In un mondo che richiede e pretende la perfezione e che appiattisce le diversità e le sfumature, diventa sempre più difficile ritrovare e valorizzare la propria bellezza e quella altrui. E allora in questo brano io parlo dei tulipani, che non hanno nulla da invidiare alle rose, e di quella Bellezza con la B maiuscola, quella che ti cammina dentro e non si vede alla specchio, quella che si vede col cuore, perché è da quella che scaturisce il vero amore, quello che sfugge a ogni tipo di superficialità sentimentale e che ama per davvero, perché osserva con altri occhi, gli occhi che guardano sapendo bene che “non ci si guarda solo per sentito dire”. Questo brano è anche un grido forte contro il bullismo e il cyberbullismo.
Il produttore artistico del disco è il cantautore Edoardo De Angelis, com’è nata questa collaborazione?

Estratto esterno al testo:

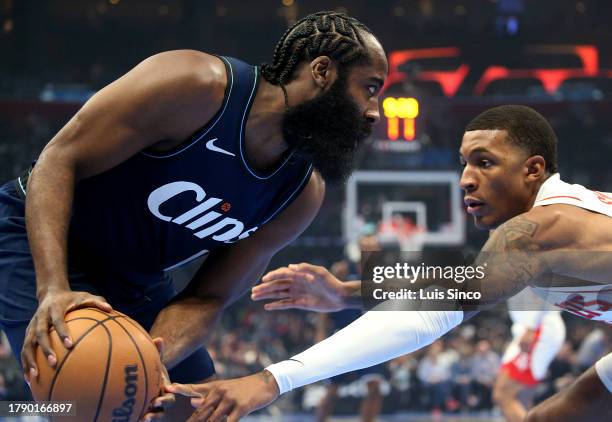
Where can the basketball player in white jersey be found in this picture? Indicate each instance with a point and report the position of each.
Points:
(550, 235)
(537, 338)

Nasce proprio a Palermo, la mia città natale. Edoardo era lì per un suo spettacolo, un amico in comune mi consigliò di dargli il mio primo disco, un ep autoprodotto, cosa che feci. Non immaginavo che lo avrebbe ascoltato e invece qualche giorno dopo mi arrivò una telefonata: era lui! Mi fece i complimenti per il modo di scrivere e interpretare i miei brani e mi propose di lavorare insieme. Da allora è iniziata una felicissima collaborazione, nonché una bellissima amicizia.
Il tour sta partendo in questi giorni, cosa porterai sul palco?

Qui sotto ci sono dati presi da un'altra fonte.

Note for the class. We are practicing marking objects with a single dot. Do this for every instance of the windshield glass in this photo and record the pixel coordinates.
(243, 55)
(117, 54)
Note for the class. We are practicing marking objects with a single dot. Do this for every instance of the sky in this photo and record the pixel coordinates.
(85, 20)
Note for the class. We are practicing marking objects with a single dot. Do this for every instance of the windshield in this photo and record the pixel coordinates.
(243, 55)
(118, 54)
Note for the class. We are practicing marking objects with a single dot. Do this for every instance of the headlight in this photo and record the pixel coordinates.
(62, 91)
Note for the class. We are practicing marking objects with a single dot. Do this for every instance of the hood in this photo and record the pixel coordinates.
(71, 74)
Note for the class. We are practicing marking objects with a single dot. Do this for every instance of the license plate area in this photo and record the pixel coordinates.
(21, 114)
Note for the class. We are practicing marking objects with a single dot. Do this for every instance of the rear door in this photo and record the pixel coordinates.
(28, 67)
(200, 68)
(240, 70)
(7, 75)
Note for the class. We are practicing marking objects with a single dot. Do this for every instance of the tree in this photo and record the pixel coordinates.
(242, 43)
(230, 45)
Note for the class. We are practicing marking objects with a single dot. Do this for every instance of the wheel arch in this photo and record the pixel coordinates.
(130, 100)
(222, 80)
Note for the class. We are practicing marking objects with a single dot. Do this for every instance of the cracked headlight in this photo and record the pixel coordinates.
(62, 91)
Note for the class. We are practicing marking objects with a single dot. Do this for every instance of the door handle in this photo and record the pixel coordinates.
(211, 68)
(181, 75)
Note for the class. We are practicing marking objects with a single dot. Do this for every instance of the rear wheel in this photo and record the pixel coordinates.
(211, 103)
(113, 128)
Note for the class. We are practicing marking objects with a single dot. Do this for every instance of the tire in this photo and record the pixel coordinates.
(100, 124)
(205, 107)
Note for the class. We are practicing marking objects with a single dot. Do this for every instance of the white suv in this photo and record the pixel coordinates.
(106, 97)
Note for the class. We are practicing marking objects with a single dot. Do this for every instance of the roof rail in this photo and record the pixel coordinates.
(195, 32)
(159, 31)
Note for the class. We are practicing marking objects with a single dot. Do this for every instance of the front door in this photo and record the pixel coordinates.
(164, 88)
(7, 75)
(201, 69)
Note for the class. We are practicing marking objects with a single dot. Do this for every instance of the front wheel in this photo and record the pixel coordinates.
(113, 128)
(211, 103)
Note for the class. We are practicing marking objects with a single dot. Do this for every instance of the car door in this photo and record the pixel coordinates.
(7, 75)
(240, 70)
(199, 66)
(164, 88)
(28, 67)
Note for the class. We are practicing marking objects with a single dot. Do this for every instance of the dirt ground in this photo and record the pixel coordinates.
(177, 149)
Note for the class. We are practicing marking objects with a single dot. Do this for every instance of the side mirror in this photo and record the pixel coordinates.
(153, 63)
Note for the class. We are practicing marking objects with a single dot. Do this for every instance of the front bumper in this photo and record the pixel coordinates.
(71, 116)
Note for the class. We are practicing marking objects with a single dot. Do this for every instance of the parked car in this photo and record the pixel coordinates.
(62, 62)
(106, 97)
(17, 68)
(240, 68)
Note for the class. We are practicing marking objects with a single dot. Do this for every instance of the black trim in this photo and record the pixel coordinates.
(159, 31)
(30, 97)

Sì, ad aprile proverò a portare “Diventeremo adulti” in giro per l’Italia sia insieme alla mia band sia in formazione ridotta. Il tour partirà il 30 aprile dal ‘Na cosetta di Roma, dove insieme alla band suoneremo i brani del disco e non solo: infatti in ogni mio live inserisco sempre delle “chicche d’autore”. Poi resterò a Roma per delle interviste e a maggio mi sposterò al nord, nel frattempo stiamo già pensando alle date estive. L’intento è quello di fare ascoltare la mia musica e questo album a più persone possibili, incontrare tanta gente e fare nuove e belle esperienze.
Domanda Nonsense: un profumo che ti riporta sempre a casa?
Sarà una risposta da tipica siciliana, ma il profumo del sugo sospende sempre il tempo e mi riporta in campagna, a Corleone, con mio nonno che friggeva le melanzane per la pasta. Ovunque la vita mi porterà, dovrà sempre esserci un po’ di sugo che mi riporti a casa, nella mia Sicilia, bella e maledetta.